Matthieu 11, 7

Tandis que les envoyés de Jean s’en allaient, Jésus se mit à dire aux foules à propos de Jean : « Qu’êtes-vous allés regarder au désert ? un roseau agité par le vent ?

Tandis que les envoyés de Jean s’en allaient, Jésus se mit à dire aux foules à propos de Jean : « Qu’êtes-vous allés regarder au désert ? un roseau agité par le vent ?
Saint Thomas d'Aquin
1302. TANDIS QUE CEUX-CI S’EN ALLAIENT, etc. Ici, [Jésus] répond au doute des foules. Car les foules avaient entendu le témoignage de Jean au sujet du Christ ; mais maintenant elles semblaient douter. En effet, elles pouvaient avoir trois choses dans le cœur, car quelqu’un change sa parole pour trois raisons : par légèreté d’esprit, pour un profit personnel ou à cause de l’esprit humain, puisque celui-ci [d’abord] ne connaît pas la vérité, puis la connaît. Ps 93, 11 : En effet, Dieu sait que les pensées des hommes sont vaines. C’est pourquoi, il écarte en premier lieu la légèreté ; en second lieu, le désir de son propre profit ; en troisième lieu, il montre que [Jean] possède la vérité prophétique.

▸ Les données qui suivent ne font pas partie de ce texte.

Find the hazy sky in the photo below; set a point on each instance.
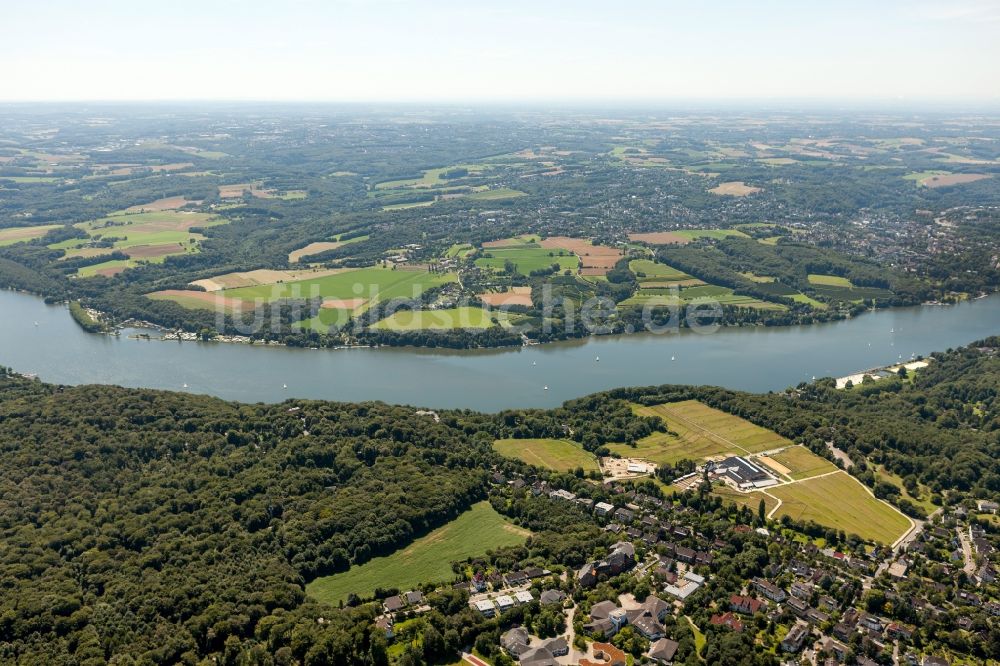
(514, 50)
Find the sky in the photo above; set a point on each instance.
(501, 51)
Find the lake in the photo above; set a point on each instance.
(753, 359)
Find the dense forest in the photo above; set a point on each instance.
(151, 527)
(853, 208)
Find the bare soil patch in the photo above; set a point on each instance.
(262, 276)
(516, 296)
(594, 259)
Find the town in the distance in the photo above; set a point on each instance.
(847, 519)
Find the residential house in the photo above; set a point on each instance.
(726, 619)
(603, 508)
(663, 651)
(769, 590)
(515, 642)
(745, 605)
(795, 638)
(552, 597)
(386, 624)
(538, 657)
(557, 646)
(605, 654)
(393, 604)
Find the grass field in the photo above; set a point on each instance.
(830, 281)
(692, 234)
(496, 195)
(426, 560)
(527, 259)
(21, 234)
(695, 293)
(326, 318)
(656, 272)
(749, 500)
(149, 236)
(379, 284)
(841, 502)
(560, 455)
(451, 318)
(701, 432)
(803, 463)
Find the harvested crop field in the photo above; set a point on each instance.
(513, 242)
(953, 179)
(734, 188)
(659, 238)
(313, 248)
(594, 259)
(199, 300)
(560, 455)
(167, 203)
(700, 432)
(20, 234)
(801, 463)
(234, 191)
(151, 251)
(262, 276)
(343, 303)
(838, 500)
(516, 296)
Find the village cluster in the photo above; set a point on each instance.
(817, 605)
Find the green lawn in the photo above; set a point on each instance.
(561, 455)
(326, 318)
(692, 234)
(656, 272)
(526, 259)
(841, 502)
(426, 560)
(497, 194)
(452, 318)
(829, 280)
(378, 284)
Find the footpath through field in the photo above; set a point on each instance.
(710, 433)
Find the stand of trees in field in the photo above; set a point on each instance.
(152, 527)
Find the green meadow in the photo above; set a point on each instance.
(426, 560)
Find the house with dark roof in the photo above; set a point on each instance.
(745, 605)
(515, 642)
(552, 597)
(795, 638)
(769, 590)
(393, 604)
(663, 651)
(557, 646)
(726, 619)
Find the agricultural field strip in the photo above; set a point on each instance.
(712, 435)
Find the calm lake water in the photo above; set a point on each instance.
(754, 359)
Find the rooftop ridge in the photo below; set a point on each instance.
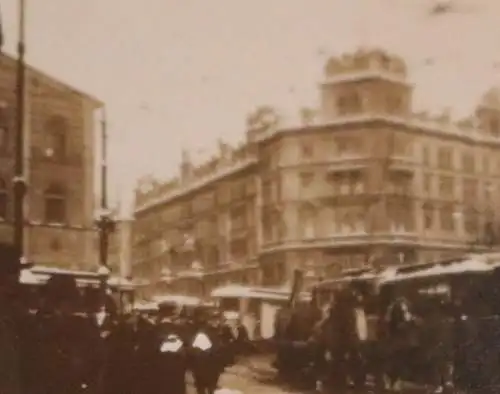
(363, 60)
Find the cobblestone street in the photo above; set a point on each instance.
(254, 375)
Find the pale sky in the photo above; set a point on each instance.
(183, 73)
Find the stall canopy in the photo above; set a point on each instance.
(177, 299)
(39, 275)
(238, 291)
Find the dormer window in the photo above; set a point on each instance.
(349, 104)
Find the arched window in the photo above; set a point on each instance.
(56, 129)
(3, 200)
(55, 204)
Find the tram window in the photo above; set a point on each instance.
(232, 304)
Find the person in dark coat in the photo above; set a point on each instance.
(147, 349)
(172, 354)
(68, 341)
(205, 360)
(10, 339)
(120, 374)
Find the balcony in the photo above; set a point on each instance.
(404, 165)
(39, 155)
(347, 163)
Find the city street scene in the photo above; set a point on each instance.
(235, 197)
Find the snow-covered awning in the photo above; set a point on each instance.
(177, 299)
(145, 306)
(262, 293)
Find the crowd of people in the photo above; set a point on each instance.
(66, 345)
(441, 341)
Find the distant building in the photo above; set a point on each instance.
(60, 165)
(119, 256)
(362, 180)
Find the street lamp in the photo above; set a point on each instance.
(103, 273)
(105, 222)
(166, 276)
(198, 272)
(19, 180)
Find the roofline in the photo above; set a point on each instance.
(95, 101)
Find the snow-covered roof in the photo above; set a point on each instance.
(28, 278)
(231, 315)
(463, 266)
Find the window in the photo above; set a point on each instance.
(470, 190)
(306, 178)
(239, 218)
(349, 104)
(308, 222)
(446, 186)
(55, 204)
(445, 158)
(4, 139)
(426, 156)
(495, 127)
(342, 106)
(489, 192)
(471, 221)
(394, 104)
(348, 145)
(428, 216)
(307, 149)
(3, 200)
(427, 184)
(486, 165)
(468, 163)
(447, 218)
(357, 184)
(56, 129)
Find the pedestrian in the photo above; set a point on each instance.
(10, 350)
(171, 364)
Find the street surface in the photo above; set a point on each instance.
(253, 375)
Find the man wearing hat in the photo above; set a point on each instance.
(11, 373)
(69, 342)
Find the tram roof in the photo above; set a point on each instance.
(452, 267)
(263, 293)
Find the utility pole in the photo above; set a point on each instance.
(19, 175)
(105, 222)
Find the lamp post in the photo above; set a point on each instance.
(19, 175)
(104, 221)
(166, 277)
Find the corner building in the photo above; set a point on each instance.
(59, 164)
(364, 179)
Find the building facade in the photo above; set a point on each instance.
(362, 180)
(60, 168)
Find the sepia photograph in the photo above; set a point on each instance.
(250, 197)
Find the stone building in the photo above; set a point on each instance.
(119, 251)
(60, 168)
(362, 180)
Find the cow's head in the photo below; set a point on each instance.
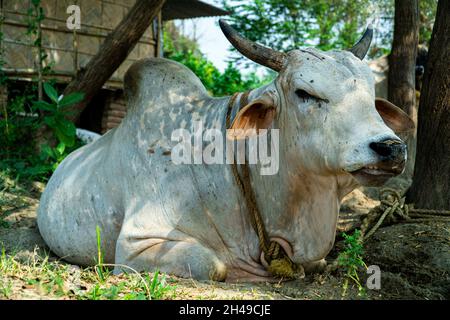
(325, 107)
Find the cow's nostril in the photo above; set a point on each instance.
(389, 149)
(383, 149)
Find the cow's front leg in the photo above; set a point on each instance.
(182, 258)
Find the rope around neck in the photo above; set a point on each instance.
(280, 265)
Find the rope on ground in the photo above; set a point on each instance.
(393, 209)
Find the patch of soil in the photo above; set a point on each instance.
(414, 260)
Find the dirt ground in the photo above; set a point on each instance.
(414, 259)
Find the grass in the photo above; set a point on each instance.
(37, 276)
(351, 260)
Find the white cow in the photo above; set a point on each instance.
(193, 220)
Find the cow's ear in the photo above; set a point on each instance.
(257, 115)
(394, 117)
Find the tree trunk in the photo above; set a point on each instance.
(402, 63)
(113, 52)
(431, 183)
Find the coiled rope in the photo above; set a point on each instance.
(393, 209)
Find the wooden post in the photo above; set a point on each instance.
(113, 52)
(402, 63)
(431, 181)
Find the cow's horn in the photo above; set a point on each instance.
(362, 46)
(256, 52)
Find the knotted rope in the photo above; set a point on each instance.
(279, 263)
(393, 209)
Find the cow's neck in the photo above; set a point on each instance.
(297, 206)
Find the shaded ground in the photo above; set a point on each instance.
(414, 260)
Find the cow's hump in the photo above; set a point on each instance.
(163, 78)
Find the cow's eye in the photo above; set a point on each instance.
(302, 94)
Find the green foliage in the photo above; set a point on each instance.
(55, 115)
(285, 25)
(184, 50)
(351, 260)
(23, 117)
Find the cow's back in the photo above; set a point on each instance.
(76, 200)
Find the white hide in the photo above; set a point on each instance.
(191, 220)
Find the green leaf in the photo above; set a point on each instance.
(51, 122)
(61, 148)
(51, 92)
(44, 106)
(67, 127)
(70, 99)
(63, 138)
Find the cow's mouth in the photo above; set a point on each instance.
(375, 175)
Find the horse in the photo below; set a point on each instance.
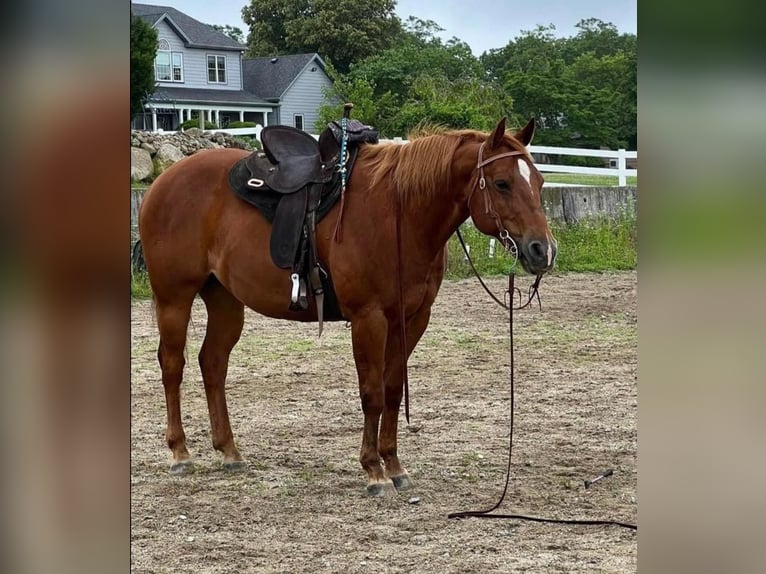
(401, 205)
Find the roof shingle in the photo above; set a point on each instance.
(200, 35)
(269, 78)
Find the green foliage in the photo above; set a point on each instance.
(143, 50)
(341, 31)
(420, 80)
(597, 245)
(139, 286)
(583, 179)
(589, 245)
(252, 141)
(581, 90)
(194, 123)
(232, 32)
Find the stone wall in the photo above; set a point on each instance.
(153, 152)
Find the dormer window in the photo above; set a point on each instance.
(168, 65)
(216, 69)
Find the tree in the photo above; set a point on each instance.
(232, 32)
(581, 90)
(143, 50)
(420, 80)
(341, 31)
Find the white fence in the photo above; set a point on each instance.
(620, 169)
(619, 165)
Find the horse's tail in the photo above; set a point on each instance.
(137, 263)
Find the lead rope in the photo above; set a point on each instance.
(487, 513)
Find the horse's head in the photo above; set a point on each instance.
(506, 200)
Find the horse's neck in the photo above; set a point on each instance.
(432, 222)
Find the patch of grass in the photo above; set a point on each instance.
(585, 179)
(139, 286)
(597, 245)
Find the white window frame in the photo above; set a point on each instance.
(217, 70)
(171, 65)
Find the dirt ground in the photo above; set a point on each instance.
(296, 416)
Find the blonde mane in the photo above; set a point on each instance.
(420, 169)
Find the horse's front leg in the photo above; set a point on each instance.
(368, 336)
(387, 446)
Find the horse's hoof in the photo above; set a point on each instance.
(182, 467)
(402, 482)
(235, 466)
(381, 489)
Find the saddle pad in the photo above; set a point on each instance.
(287, 228)
(266, 200)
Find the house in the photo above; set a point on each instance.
(198, 72)
(296, 84)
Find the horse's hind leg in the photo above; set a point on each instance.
(172, 322)
(368, 336)
(226, 316)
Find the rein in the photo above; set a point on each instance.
(510, 244)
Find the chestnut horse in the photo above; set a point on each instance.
(199, 238)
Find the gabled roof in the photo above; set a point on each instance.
(194, 33)
(270, 78)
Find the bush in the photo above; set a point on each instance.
(252, 141)
(234, 125)
(194, 123)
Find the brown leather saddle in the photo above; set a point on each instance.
(294, 182)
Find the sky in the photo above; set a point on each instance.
(482, 24)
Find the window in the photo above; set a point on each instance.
(216, 69)
(168, 65)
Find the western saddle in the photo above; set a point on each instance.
(294, 182)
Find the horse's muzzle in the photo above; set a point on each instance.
(538, 256)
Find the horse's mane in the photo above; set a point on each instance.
(422, 167)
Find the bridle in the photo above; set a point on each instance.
(505, 236)
(511, 246)
(489, 206)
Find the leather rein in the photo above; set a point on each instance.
(511, 246)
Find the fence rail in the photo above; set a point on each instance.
(621, 155)
(621, 170)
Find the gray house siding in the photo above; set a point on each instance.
(195, 63)
(304, 97)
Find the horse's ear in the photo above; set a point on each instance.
(526, 133)
(497, 136)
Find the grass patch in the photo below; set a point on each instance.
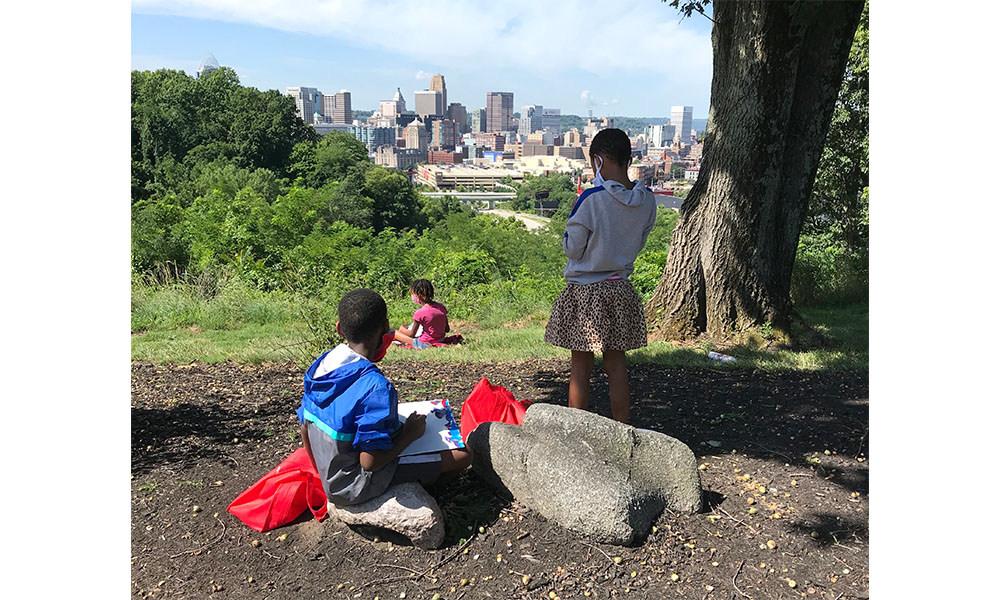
(283, 341)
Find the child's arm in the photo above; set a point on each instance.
(577, 233)
(374, 460)
(304, 431)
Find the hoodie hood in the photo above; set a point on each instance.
(347, 368)
(634, 197)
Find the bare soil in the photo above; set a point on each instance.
(791, 446)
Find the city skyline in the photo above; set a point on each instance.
(649, 75)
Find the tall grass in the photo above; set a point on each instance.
(168, 300)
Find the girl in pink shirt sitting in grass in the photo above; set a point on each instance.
(431, 316)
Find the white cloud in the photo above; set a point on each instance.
(639, 38)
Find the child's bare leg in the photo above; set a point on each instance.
(581, 366)
(455, 460)
(615, 367)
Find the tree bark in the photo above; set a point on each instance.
(777, 70)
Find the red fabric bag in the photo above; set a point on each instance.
(490, 403)
(282, 495)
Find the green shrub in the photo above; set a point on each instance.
(648, 270)
(461, 269)
(825, 273)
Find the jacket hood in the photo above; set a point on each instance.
(634, 197)
(323, 389)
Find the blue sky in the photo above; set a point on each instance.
(573, 55)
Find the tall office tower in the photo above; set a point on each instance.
(307, 100)
(458, 114)
(395, 107)
(499, 111)
(437, 85)
(208, 64)
(551, 120)
(427, 103)
(342, 111)
(328, 107)
(477, 120)
(374, 137)
(416, 136)
(680, 118)
(530, 121)
(443, 134)
(654, 134)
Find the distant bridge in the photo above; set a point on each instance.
(490, 198)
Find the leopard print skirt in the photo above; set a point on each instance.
(606, 315)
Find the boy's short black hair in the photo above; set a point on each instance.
(614, 144)
(361, 312)
(423, 288)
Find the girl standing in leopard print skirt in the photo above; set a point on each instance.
(599, 311)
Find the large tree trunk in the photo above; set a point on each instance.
(776, 74)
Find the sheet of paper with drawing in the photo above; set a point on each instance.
(442, 431)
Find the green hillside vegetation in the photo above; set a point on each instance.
(246, 222)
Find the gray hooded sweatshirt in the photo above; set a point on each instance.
(606, 230)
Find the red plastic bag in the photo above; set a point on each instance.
(490, 403)
(282, 495)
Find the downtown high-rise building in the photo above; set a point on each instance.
(499, 111)
(444, 134)
(530, 120)
(437, 85)
(328, 107)
(208, 64)
(427, 103)
(308, 101)
(457, 113)
(342, 110)
(552, 120)
(477, 120)
(680, 118)
(395, 107)
(415, 135)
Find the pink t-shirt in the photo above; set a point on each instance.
(434, 318)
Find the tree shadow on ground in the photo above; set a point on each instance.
(816, 422)
(184, 434)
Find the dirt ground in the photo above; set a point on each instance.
(785, 473)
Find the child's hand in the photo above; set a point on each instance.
(415, 425)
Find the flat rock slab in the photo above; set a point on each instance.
(405, 508)
(590, 474)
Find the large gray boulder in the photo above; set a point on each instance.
(405, 508)
(590, 474)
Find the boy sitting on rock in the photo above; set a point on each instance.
(350, 424)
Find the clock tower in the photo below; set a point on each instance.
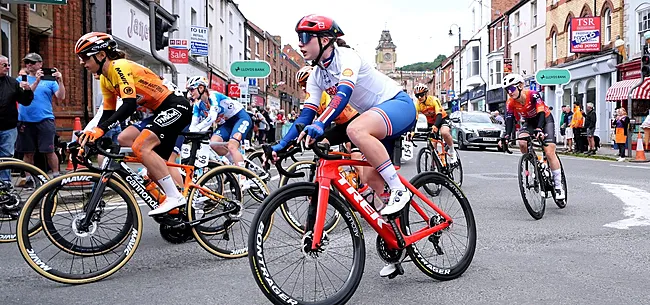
(385, 53)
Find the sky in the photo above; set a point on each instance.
(419, 28)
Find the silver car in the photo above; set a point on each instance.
(475, 128)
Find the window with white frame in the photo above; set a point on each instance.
(554, 45)
(568, 39)
(607, 31)
(517, 67)
(533, 59)
(533, 14)
(516, 24)
(643, 16)
(6, 38)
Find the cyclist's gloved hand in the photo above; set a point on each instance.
(315, 130)
(539, 134)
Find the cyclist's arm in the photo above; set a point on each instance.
(349, 74)
(306, 116)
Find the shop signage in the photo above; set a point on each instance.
(585, 34)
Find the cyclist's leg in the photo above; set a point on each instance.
(386, 122)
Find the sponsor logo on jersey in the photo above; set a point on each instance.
(167, 117)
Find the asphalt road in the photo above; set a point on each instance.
(595, 251)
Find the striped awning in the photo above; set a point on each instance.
(619, 90)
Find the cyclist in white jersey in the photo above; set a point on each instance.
(386, 111)
(231, 117)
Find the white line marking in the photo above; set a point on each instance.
(637, 205)
(631, 166)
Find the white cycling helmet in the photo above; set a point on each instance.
(512, 79)
(195, 81)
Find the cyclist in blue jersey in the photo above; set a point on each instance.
(386, 111)
(232, 120)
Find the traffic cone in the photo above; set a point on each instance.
(75, 128)
(640, 153)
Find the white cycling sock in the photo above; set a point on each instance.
(388, 172)
(557, 177)
(169, 187)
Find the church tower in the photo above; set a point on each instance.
(385, 53)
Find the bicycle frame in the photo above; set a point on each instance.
(328, 175)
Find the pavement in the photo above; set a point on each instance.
(595, 251)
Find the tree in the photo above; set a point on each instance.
(423, 66)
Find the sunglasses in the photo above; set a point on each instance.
(511, 89)
(305, 37)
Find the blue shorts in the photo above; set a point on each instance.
(399, 117)
(240, 123)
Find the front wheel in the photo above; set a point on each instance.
(531, 186)
(287, 269)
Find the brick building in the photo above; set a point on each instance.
(591, 73)
(51, 31)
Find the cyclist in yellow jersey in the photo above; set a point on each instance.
(437, 118)
(136, 86)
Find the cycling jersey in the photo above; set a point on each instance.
(345, 116)
(127, 79)
(430, 108)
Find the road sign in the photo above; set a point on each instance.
(178, 52)
(250, 68)
(199, 40)
(553, 77)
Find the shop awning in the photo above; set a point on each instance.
(619, 90)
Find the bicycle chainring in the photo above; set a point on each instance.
(387, 255)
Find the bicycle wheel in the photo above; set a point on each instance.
(296, 215)
(425, 161)
(446, 254)
(24, 178)
(562, 203)
(285, 267)
(62, 228)
(531, 186)
(225, 235)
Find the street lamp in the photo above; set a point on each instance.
(460, 63)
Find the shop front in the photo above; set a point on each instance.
(618, 94)
(496, 100)
(590, 79)
(477, 98)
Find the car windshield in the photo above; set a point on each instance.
(478, 118)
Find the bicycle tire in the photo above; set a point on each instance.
(291, 219)
(263, 272)
(204, 235)
(562, 203)
(427, 267)
(531, 159)
(15, 164)
(45, 268)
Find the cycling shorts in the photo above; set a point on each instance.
(530, 125)
(237, 127)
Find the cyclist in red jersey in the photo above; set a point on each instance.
(538, 121)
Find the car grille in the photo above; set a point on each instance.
(489, 133)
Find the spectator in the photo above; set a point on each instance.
(590, 125)
(36, 127)
(621, 125)
(11, 91)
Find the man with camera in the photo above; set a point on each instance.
(36, 127)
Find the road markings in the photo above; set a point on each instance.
(637, 205)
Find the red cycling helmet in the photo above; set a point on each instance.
(319, 25)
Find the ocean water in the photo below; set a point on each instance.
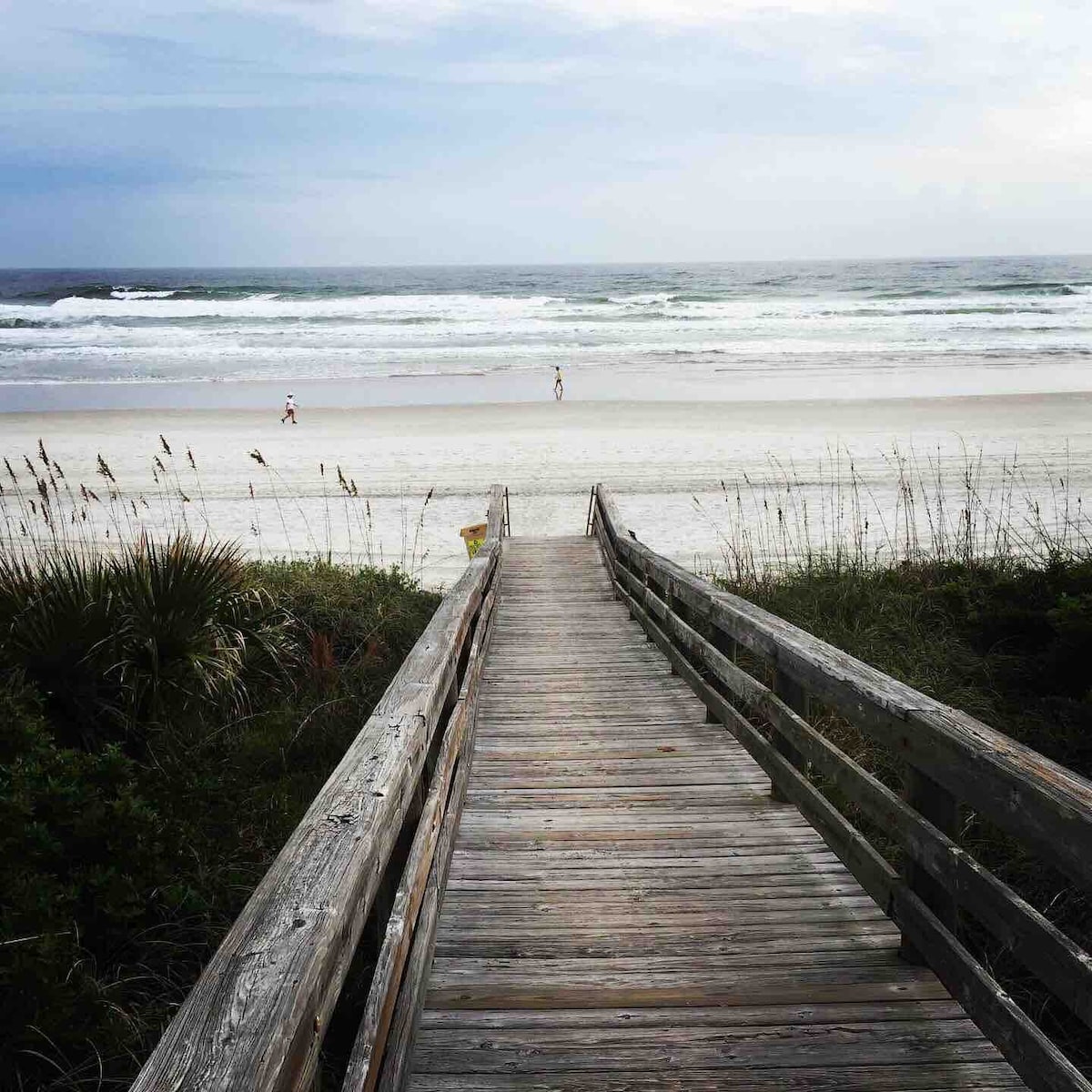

1303. [Matthieu] dit donc : TANDIS QUE CEUX-CI S’EN ALLAIENT, etc. Le Seigneur nous enseigne un grand sens des rapports de cour, car il n’a pas voulu louer Jean en présence de ses disciples, ni personne en sa présence, comme on lit en Pr 27, 2 : Que l’étranger te loue, mais non ta propre bouche ; l’étranger, mais non tes propres lèvres. Car si celui qui louange est bon, [celui-là] rougit ; s’il est méchant, il est flatté.

1304. JÉSUS SE MIT À DIRE AUX FOULES : «QU’ÊTES-VOUS ALLÉS VOIR DANS LE DÉSERT ?» Êtes-vous allés voir UN ROSEAU ? Non. Mais vous êtes allés voir un homme fort. Le roseau plie facilement ; ainsi, l’esprit qui change facilement est considéré comme du vent, Ep 4, 14 : Ne soyons pas comme des enfants changeants et ne nous laissons pas ballotter à tout vent.

1305. De même, [Jean] ne fait pas preuve de légèreté pour son propre profit. MAIS QU’ÊTES-VOUS ALLÉS VOIR ? Toutes les richesses se rapportent à une certaine utilité corporelle, que ce soit pour la nourriture ou le vêtement, et il est clair que [Jean] n’a accordé d’importance à aucune de ces choses. Il ne faut donc pas croire qu’il dise cela pour un certain profit. [Jésus] dit donc : QU’ÊTES-VOUS ALLÉS VOIR ? UN HOMME PORTANT DES VÊTEMENTS DÉLICATS ? Et pourquoi ne mentionne-t-il pas la nourriture ? Parce qu’il ne pouvait y avoir aucun doute [à ce sujet], car [Jean] était vêtu de poils de chameau. Ainsi, CEUX QUI PORTENT DES VÊTEMENTS DÉLICATS ne vivent pas dans le désert, MAIS DANS LES MAISONS DES ROIS.

1306. Chrysostome donne une autre interprétation. Certains deviennent légers par nature, d’autres par les plaisirs, comme dans Os 4, 11 : La fornication, le vin et l’ivresse enlèvent le cœur. [Jésus] écarte la première chose par ce qu’il a dit auparavant ; la seconde, par le fait qu’il dise : PORTANT DES VÊTEMENTS DÉLICATS. [Jean] n’est donc pas changeant en raison des plaisirs de la vie.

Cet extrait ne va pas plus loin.